Por Giuseppe Borgo — Em um encontro de forte valor político e estratégico, a primeira-ministra do Japão, Sanae Takaichi, recebeu em Tóquio a presidente do Conselho italiano, Giorgia Meloni, para consolidar um vínculo que a delegação italiana descreve como além da mera diplomacia. O bilaterale ocorreu no Kantei, residência oficial da premier japonesa, no contexto das comemorações dos 160 anos das relações diplomáticas entre Itália e Japão.
Meloni abriu o diálogo lembrando que a viagem não é fruto do acaso, mas de uma opção política deliberada: “Esta é a terceira vez que venho ao Japão em três anos de governo”, afirmou, enfatizando a continuidade no trabalho direto e nos encontros bilaterais. A presidente do Conselho ressaltou ainda ser a primeira líder europeia a visitar o país desde a posse de Takaichi, um dado que reforça a prioridade que Roma atribui à relação com Tóquio.
No tom que marca sua atuação, Meloni enquadrou a parceria como uma aliança baseada em confiança e visão comum, com a ambição de “elevar ainda mais as relações bilaterais para um parceria estratégica especial”. Do outro lado, Takaichi qualificou a visita como “uma oportunidade única” para reafirmar o histórico relacionamento e consolidar o fortalecimento do partenariado.
Os principais temas internacionais estiveram no centro do encontro: a necessidade de cooperação estreita entre países que compartilham diagnósticos semelhantes sobre grandes desafios globais. Foram debatidos os cenários da Ucrânia, do Oriente Médio e do Indo-Pacífico, com compromissos conjuntos para trabalhar por uma paz justa e duradoura e por estabilidade nas áreas mais expostas a tensões.
Meloni também reiterou, em mensagem enviada à conferência de apresentação da Política Ártica Italiana, que o Ártico tornou-se um quadrante estratégico nas relações internacionais, exigindo atenção crescente da União Europeia e da NATO. Para a líder italiana, é preciso desenvolver uma presença coordenada capaz de prevenir tensões, preservar a estabilidade e responder a interferências de outros atores.

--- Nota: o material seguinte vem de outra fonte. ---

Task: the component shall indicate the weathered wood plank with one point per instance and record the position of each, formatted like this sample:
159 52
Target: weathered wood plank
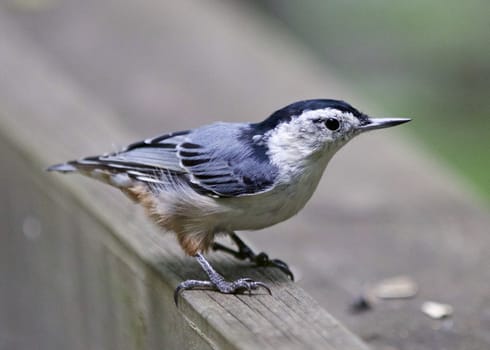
99 275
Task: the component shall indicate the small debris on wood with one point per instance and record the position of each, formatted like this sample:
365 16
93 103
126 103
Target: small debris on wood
400 287
436 310
361 304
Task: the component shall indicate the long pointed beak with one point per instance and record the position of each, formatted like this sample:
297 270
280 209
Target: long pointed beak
380 123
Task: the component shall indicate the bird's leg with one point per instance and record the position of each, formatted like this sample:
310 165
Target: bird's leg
245 252
217 282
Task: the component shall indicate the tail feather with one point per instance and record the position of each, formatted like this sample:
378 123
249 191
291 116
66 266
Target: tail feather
62 168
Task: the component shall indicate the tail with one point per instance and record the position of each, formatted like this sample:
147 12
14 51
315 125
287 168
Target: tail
64 168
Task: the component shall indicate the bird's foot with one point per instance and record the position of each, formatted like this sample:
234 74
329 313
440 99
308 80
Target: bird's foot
246 253
240 286
218 283
262 259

Na dimensão econômica — um dos alicerces desta construção bilateral — as duas líderes adotaram uma declaração conjunta em que defendem um “ordem econômica livre e justa” e o fortalecimento da segurança econômica. Comprometeram-se a cooperar nas cadeias de abastecimento, nas matérias-primas críticas e na resiliência industrial, manifestando preocupação com formas de coerção econômica e práticas não competitivas, como restrições às exportações que possam distorcer mercados.
O tom do encontro, embora institucional, teve claro impacto prático: trata-se de construir pontes que protejam interesses estratégicos e econômicos dos cidadãos, migrantes e empresas que operam entre os dois países. A agenda simboliza uma arquitetura de cooperação que, nas palavras de Meloni, busca derrubar barreiras burocráticas e reforçar os alicerces da lei internacional.
Em suma, a visita reforça uma ligação que pretende transcender cerimônias protocolares e virar ferramenta concreta de política externa — uma ponte entre nações capaz de traduzir decisões de Roma e Tóquio em segurança, oportunidades econômicas e previsibilidade para quem vive e trabalha nessa via de mão dupla.